THE legumes they are seed vegetables. Very nutritious, rich in proteins of medium biological value, carbohydrates and important mineral salts such as iron and calcium, legumes are second only to grasses in the role they play in human nutrition.
Dried they can be kept quite easily and for a long time. They are spread all over the world and have an ancient history dating back thousands of years. The list includes the different types of lentils, chickpeas, chickpeas, lupins, beans, peas, the numerous varieties of beans, green beans, soybeans, peanuts.
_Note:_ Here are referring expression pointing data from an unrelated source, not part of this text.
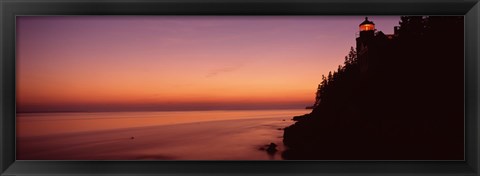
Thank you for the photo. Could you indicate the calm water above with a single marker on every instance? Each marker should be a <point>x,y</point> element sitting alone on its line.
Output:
<point>166,135</point>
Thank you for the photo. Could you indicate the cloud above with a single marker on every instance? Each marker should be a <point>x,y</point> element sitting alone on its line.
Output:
<point>218,71</point>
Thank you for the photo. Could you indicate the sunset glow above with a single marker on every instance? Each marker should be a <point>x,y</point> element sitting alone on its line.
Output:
<point>178,63</point>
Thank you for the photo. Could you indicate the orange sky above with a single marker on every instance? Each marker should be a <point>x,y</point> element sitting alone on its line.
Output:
<point>169,63</point>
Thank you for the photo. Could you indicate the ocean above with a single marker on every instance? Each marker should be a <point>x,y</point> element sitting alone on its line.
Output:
<point>159,135</point>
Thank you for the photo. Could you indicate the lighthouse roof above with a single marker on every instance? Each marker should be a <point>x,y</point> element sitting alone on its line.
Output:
<point>366,22</point>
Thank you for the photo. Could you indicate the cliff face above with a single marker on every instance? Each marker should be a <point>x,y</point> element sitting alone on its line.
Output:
<point>405,101</point>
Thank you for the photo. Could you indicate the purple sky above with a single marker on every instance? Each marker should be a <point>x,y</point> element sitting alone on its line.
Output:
<point>113,62</point>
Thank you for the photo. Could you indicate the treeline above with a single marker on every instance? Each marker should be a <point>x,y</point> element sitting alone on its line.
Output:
<point>407,104</point>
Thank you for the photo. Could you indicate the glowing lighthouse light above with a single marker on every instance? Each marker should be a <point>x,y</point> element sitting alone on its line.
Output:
<point>367,25</point>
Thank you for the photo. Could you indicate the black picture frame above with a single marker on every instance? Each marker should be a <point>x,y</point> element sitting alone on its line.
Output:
<point>9,9</point>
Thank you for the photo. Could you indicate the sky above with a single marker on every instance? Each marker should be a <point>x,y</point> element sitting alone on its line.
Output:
<point>135,63</point>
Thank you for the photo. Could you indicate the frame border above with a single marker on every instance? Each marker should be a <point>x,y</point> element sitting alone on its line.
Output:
<point>9,9</point>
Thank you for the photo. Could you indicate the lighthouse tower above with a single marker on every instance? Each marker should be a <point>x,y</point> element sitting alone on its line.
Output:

In our kitchen they are mainly used as an important side dish for main dishes and in particular for meats, as the main ingredient of numerous and well-known soups and in other cases as an ingredient for mixed cold salads or to prepare tasty and characteristic dishes such as chickpea porridge .
How to prepare fresh legumes
Fresh legumes are treated like other vegetables by cooking them mostly boiled in water that is already boiling and slightly salted or steamed and completing the recipe by cooking them with a fatty dressing and fragrances to taste such as garlic and chilli pepper, or stewing or braising them on low heat .
How to prepare dried legumes
In the preparation of the dried vegetables instead some simple precautions should be kept in mind:
the preliminary soaking of a few minutes for the lentils or of many hours in the case of the chickpeas necessary to hydrate and cook them better ensuring their final softness.
They are cooked in abundant cold and unsalted water to prevent the skin from remaining hard, on a low heat and with a lid: salt is added at the end of cooking.
Dried legumes are chosen from the vintage and are generally on sale in late autumn.
Portions
To make a portion of side dish, 50/100 grams of product are calculated while to complete soups and soups, 30/60 grams are calculated.